Finding Their Way Home

Family homelessness has become all too common as the global pandemic has withered finances and support options. For some, though, the stay-at-home orders have had an even darker effect: confining children and adults in abusive situations that school or work would otherwise have provided refuge from, and a limited number of emergency housing options to get out. One such family was referred to Community of Hope, a mother and four children who were living in their van. They’d been referred to our case manager Nicole for assistance through our Safe Overnight Stay (SOS) program by Brevard 2-1-1. Nicole reached out, and quickly realized that this was a family that both needed SOS placement and would be an ideal fit as Jen explained their situation, shame and sadness coloring her words.

Their story was unfortunately known all too well to so many families. Jen* had been in an abusive relationship, but with four children could not simply leave. The time came, though, that she knew that things could not continue the way they were and they had to escape. No matter the cost to her, she was going to protect her children. One day, while her boyfriend was at work, she packed a backpack for each child, placed it on their back along with the barest of supplies in their van, and headed out of town. With no clear idea of where she was going, all she knew was that she was that she could not go back- the only way was forward.

Not knowing what lie ahead and with very little money in her pocket, she drove and held onto her faith.  She arrived in Cocoa.  Shortly after doing so, she contacted 2-1-1 and with their guidance found employment as a cook/dishwasher.  It paid enough to put gas in their van, provide fast food meals, and a hotel a couple times a week to take showers… but no more. It kept them afloat, but would never be enough to save sufficient funds to move them all into their own place.

As Nicole moved them into the SOS unit in North Brevard, Jen was beyond thankful. The sound of her voice changed from sadness to having a glimmer of relief. Relief that her children would have a bed to sleep on and she would be able to cook a proper meal. She called Nicole to thank her over and over for just giving them this opportunity. As soon as they arrived, her kids went straight to the backyard and began playing – the parks had been closed due to Covid-19. She said she got to have a moment where their faces lit up, and for the first time in months, they got to be just that…kids.  Kids with no worries or stress.  Kids that were running around laughing and playing.

But the clock was ticking for the program, as it is designed to be a short term intervention that finds a longer term solution. They had stability but the work was just beginning. Jen and Nicole started a task list of things that needed to be done and from that created a plan of action.  They worked well and worked hard, together. During discouraging moments, Nicole would refocus Jen and tell her to take a deep breath and just pray.  Making contact several times a day, they checked off tasks one after another- including an assessment Nicole entered into the county-wide assistance database. Although no evictions or criminal history were on her record, Jen did not have the best credit history so finding a landlord that was willing to take a chance was one of the steepest barriers.

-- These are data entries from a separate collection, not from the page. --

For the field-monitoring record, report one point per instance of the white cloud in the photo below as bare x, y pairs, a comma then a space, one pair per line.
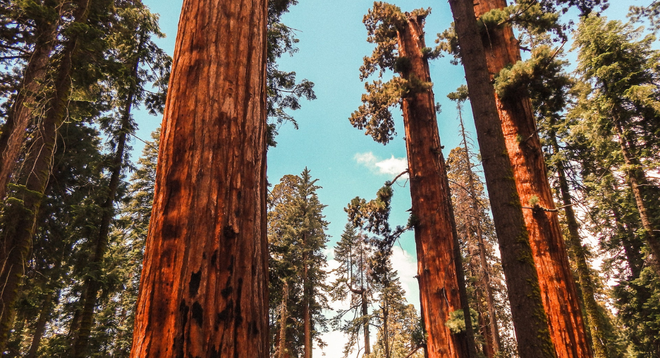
406, 265
391, 167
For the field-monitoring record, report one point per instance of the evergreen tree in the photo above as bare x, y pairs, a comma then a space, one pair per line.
400, 47
355, 282
297, 240
203, 286
530, 324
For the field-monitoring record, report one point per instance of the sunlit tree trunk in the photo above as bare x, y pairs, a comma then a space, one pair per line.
21, 212
493, 338
435, 233
284, 316
203, 290
637, 182
527, 310
556, 281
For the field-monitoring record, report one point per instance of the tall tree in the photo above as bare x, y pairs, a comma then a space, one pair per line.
354, 280
44, 37
623, 73
19, 224
203, 290
297, 240
400, 47
514, 107
528, 313
133, 51
473, 224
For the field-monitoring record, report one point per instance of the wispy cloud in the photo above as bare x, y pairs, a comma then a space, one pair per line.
404, 263
391, 167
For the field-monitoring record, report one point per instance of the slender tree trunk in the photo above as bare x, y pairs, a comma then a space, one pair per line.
490, 300
203, 290
93, 282
557, 285
527, 311
365, 324
40, 326
637, 182
492, 321
579, 252
21, 213
386, 330
22, 110
284, 316
435, 231
307, 317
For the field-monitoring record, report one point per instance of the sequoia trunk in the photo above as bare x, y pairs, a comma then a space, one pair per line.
435, 232
556, 282
203, 290
21, 111
527, 311
20, 218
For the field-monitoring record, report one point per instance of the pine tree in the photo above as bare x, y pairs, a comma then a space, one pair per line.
297, 240
354, 280
400, 48
528, 313
623, 75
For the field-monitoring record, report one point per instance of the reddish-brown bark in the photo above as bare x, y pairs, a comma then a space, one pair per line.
21, 111
21, 212
637, 182
556, 282
93, 282
435, 233
204, 287
527, 310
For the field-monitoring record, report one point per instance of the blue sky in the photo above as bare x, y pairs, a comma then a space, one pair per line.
346, 162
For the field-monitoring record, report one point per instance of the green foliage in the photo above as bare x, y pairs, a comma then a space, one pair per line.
650, 13
297, 240
383, 22
284, 91
456, 322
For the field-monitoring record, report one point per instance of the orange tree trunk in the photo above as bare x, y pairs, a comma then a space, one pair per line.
203, 290
19, 221
435, 233
527, 310
556, 282
21, 111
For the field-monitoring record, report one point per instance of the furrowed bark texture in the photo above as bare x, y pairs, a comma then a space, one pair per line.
203, 291
21, 213
595, 320
435, 233
527, 311
556, 281
22, 110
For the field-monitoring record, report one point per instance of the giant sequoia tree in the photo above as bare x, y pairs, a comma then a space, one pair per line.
400, 47
556, 281
203, 287
528, 314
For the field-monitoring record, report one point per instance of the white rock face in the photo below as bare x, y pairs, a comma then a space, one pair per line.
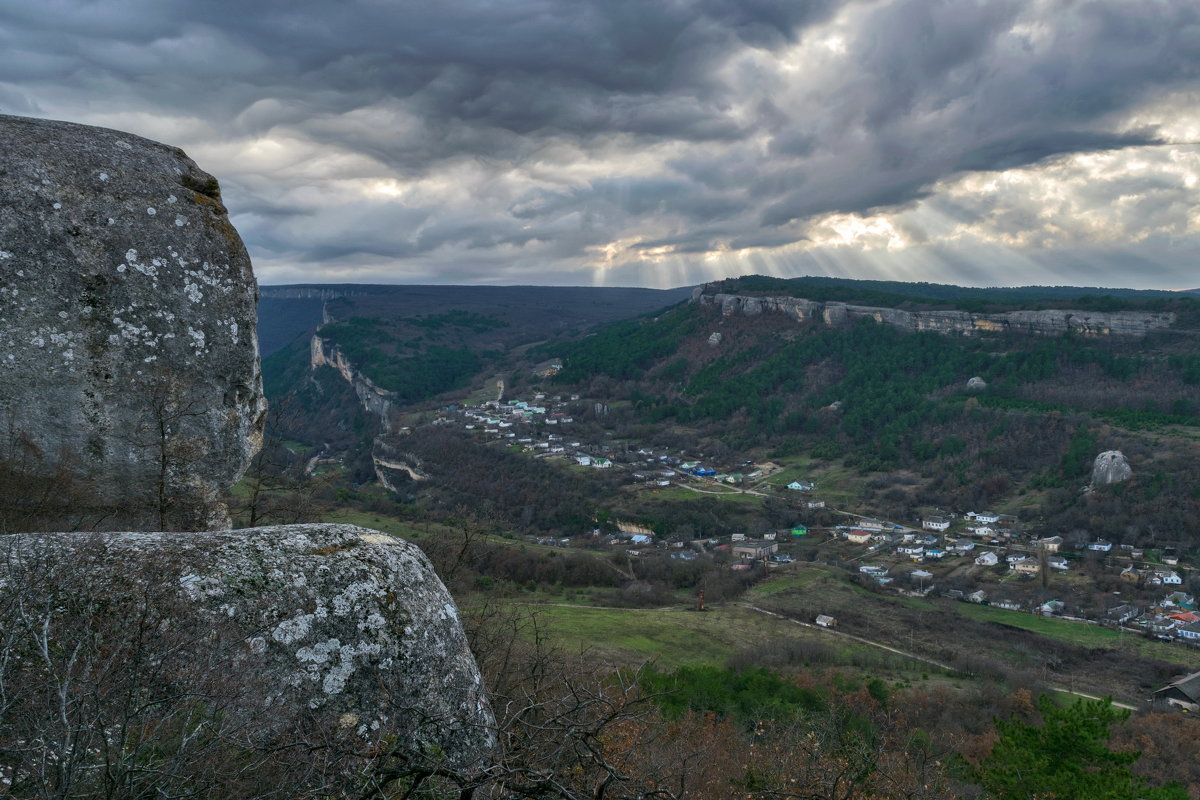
1110, 467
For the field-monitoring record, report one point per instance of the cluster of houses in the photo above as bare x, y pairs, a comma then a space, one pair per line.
995, 540
537, 426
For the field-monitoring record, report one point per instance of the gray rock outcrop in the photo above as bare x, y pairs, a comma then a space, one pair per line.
1110, 467
375, 400
1051, 322
127, 316
297, 632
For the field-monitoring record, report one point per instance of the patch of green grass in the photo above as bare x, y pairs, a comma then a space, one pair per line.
1084, 635
681, 493
670, 637
1089, 636
801, 577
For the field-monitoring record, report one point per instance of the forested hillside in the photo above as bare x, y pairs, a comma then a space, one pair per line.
883, 401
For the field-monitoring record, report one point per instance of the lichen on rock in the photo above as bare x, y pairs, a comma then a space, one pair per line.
126, 335
311, 625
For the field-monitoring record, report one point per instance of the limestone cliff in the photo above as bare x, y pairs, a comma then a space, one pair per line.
1110, 467
131, 388
1049, 323
375, 400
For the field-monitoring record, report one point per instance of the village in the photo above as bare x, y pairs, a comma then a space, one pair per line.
972, 557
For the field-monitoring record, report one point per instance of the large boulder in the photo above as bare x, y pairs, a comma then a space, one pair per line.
131, 395
1110, 467
324, 653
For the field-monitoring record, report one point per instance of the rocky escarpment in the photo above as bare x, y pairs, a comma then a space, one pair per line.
131, 388
317, 638
375, 400
1110, 467
1050, 322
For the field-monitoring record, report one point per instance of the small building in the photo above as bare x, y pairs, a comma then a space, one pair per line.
754, 549
858, 536
1165, 577
1029, 566
1181, 693
1050, 543
1121, 614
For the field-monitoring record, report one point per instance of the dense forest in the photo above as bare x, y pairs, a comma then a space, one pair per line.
881, 401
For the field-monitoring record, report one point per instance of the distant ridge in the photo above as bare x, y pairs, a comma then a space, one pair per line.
288, 311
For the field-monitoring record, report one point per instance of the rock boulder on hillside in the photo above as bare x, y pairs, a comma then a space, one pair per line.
334, 647
1110, 467
131, 390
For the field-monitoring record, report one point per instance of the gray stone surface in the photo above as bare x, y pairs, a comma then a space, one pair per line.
126, 328
1110, 467
340, 627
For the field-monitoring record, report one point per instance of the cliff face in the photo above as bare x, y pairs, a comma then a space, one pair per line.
375, 400
126, 331
1048, 323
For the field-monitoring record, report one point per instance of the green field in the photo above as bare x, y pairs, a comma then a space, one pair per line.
717, 492
1081, 633
670, 637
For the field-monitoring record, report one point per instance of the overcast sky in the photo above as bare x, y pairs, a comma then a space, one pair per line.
657, 142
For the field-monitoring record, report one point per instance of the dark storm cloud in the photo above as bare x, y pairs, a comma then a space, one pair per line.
539, 131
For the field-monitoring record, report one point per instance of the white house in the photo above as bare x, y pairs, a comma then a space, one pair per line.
1167, 577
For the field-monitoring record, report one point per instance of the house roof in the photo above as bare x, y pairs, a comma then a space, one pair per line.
1189, 685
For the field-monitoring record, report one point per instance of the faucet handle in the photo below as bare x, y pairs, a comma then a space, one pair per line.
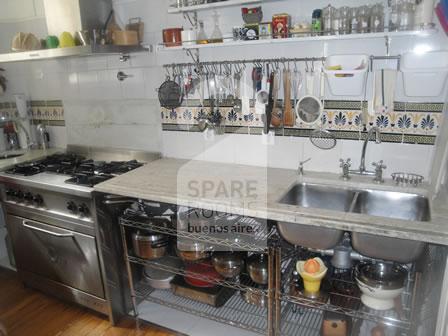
345, 165
379, 167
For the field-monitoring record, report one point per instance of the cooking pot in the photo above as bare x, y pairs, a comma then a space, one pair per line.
257, 267
149, 245
172, 37
228, 264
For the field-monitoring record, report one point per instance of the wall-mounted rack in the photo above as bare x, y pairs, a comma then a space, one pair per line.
177, 67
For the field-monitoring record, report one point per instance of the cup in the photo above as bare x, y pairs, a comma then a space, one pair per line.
52, 42
188, 37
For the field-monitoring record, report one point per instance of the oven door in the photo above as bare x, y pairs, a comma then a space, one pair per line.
58, 254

Nicole reached out to a landlord that she had made connections with in previous months, to see if he had anything available. As fate would have it, he had a property that was being remodeled and would be available the day that would mark Jen’s exit from SOS.  If that wasn’t amazing enough, the property was located right in the center of all three schools that the children were currently attending- close enough to walk to. It was a four bedroom home and the location was EXACTLY right where they needed! 

Jen took a ride over to view the property and she called me with excitement but didn’t let herself stay excited long, as the reality of not being 100% approved and not having the funds to move in leaving her hesitant to hope.  Nicole and the landlord spoke and she explained the situation more in depth and honestly, and without hesitation he agreed to help.  It was hers! The last hurdle was move-in funds. Nicole went to the CHAT Team, a cooperative group of homelessness prevention group made up of members from a variety of organizations, and requested an out of cycle approval for this family for funding assistance. With all of the families in need, it was a long shot, but within a few hours, the email came that they were APPROVED and had the funds to assist them to move into their home.  The lease was signed, however the sum total of their belongings were the few items that were still in the van.  Nicole reached out to friends, beginning a domino effect.  One person’s post on a local neighborhood board and brought communities together.  Crystal Lake and Wingate in Melbourne Beach, along with a few other local families gathered up bedroom furniture, bathroom necessitates- anything and everything to furnish a home.  They even went the extra mile to collect money for items that the family for needs that weren’t donated including gift cards for local groceries shops.

It took everyone pulling together to give this family the chance at a new life away from abuse and fear: Jen, Community of Hope, and the surrounding people who embraced them as neighbors.